The School of Molecular and Cellular Biology at the University of Illinois at Urbana-Champaign

Our laboratory studies the nucleic acids, DNA and RNA. In these efforts, we use concepts and techniques from biochemistry, chemical biology, and organic chemistry. The primary focus of our laboratory is the identification and application of DNA as a catalyst (deoxyribozyme) for various chemical reactions. In other efforts, we apply double-stranded DNA as a macromolecular structural constraint, and we pursue DNA as an integral component of sensors for compounds such as toxins and pollutants.

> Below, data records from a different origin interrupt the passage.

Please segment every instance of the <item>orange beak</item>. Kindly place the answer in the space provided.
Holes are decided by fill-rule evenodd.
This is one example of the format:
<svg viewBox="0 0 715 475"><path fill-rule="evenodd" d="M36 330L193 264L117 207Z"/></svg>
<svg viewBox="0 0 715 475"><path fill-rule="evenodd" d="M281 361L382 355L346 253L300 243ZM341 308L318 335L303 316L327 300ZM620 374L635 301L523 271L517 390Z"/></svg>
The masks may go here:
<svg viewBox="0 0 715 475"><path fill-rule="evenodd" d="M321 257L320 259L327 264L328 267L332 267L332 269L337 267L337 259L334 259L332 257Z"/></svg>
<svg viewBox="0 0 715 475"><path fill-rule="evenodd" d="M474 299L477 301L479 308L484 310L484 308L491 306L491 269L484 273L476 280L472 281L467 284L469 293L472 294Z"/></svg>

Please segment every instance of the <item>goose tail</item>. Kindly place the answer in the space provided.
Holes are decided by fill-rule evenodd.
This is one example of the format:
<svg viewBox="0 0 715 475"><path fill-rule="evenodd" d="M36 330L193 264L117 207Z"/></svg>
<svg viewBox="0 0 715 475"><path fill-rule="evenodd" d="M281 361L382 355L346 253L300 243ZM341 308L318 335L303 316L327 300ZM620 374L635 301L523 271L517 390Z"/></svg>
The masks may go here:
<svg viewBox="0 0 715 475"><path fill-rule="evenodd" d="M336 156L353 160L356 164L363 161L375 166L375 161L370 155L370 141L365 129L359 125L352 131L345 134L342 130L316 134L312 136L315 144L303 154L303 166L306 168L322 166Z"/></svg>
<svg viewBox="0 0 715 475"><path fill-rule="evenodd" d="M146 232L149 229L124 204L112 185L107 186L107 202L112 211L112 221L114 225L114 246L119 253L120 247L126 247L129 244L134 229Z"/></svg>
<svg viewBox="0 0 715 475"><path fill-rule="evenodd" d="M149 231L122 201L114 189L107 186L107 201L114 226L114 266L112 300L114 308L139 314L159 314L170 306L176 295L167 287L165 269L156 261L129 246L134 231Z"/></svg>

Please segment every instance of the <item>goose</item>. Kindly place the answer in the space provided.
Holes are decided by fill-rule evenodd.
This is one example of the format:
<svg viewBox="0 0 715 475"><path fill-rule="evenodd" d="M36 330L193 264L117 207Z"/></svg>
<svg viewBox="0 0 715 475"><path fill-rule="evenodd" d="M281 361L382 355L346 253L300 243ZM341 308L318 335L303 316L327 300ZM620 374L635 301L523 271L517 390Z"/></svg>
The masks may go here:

DNA enzymes as catalysts. Catalytic RNA plays an important role in fundamental biochemistry. Although catalytic DNA is not known in nature, in vitro selection is a powerful approach to identify artificial DNA enzymes (deoxyribozymes), which are specific DNA sequences with catalytic activity. We study deoxyribozymes both as a means to explore the catalytic power of nucleic acids and as an experimental approach to catalyze desirable chemical reactions, many of which may have practical applications. Our early efforts focused on deoxyribozymes that ligate RNA, which we used to synthesize large RNA molecules that have site-specific modifications or interesting and biochemically relevant topologies (e.g., branched and lariat RNA). Our current efforts pursue deoxyribozymes for reactions other than RNA ligation. For example, we seek DNA enzymes that can join nucleic acids to proteins, forming oligonucleotide-peptide conjugates that may have utility for drug delivery or encoding. Similarly, we seek DNA enzymes that can join sugars to proteins. The resulting glycopeptides are very difficult to synthesize by other means, and they are integral to many normal and pathological biochemical processes. More generally, we seek deoxyribozymes that can site-specifically modify proteins in any desired fashion; e.g., specific phosphorylation of a tyrosine residue or acetylation of a lysine residue. In other experiments, we have recently identified deoxyribozymes that sequence-specifically cleave DNA. With continued development, these DNA catalysts may be alternatives to conventional restriction enzymes, while avoiding the challenges of absent or undesired recognition sites. For all of our new deoxyribozymes, we are interested in studying their structures and catalytic mechanisms.

Other novel applications of DNA. (1) Double-stranded DNA has many favorable properties that make it an excellent candidate for a structural constraint upon other macromolecules. We use double-stranded DNA to constrain and control RNA folding. The basic concept is that covalent attachment of two complementary DNA strands onto RNA (one strand at each of two different positions) imposes a geometrical constraint upon the RNA. This DNA constraint may either stabilize or destabilize the natively folded RNA structure, thereby allowing control of the RNA folding landscape. (2) We also investigate the use of DNA as a sensor component. A DNA aptamer is a particular sequence of DNA that can bind a specific molecular target, ranging from metal ions and small organic compounds to proteins, which may even be present on the surface of a living cell. We seek to combine molecular recognition by DNA aptamers with practical signal generation approaches. For example, in collaboration with colleagues in Civil & Environmental Engineering, we are developing microfluidic-based devices that integrate DNA binding of water pollutants such as steroid hormones with colorimetric or fluorescent signal generation. These devices will enable real-time on-site detection of such compounds.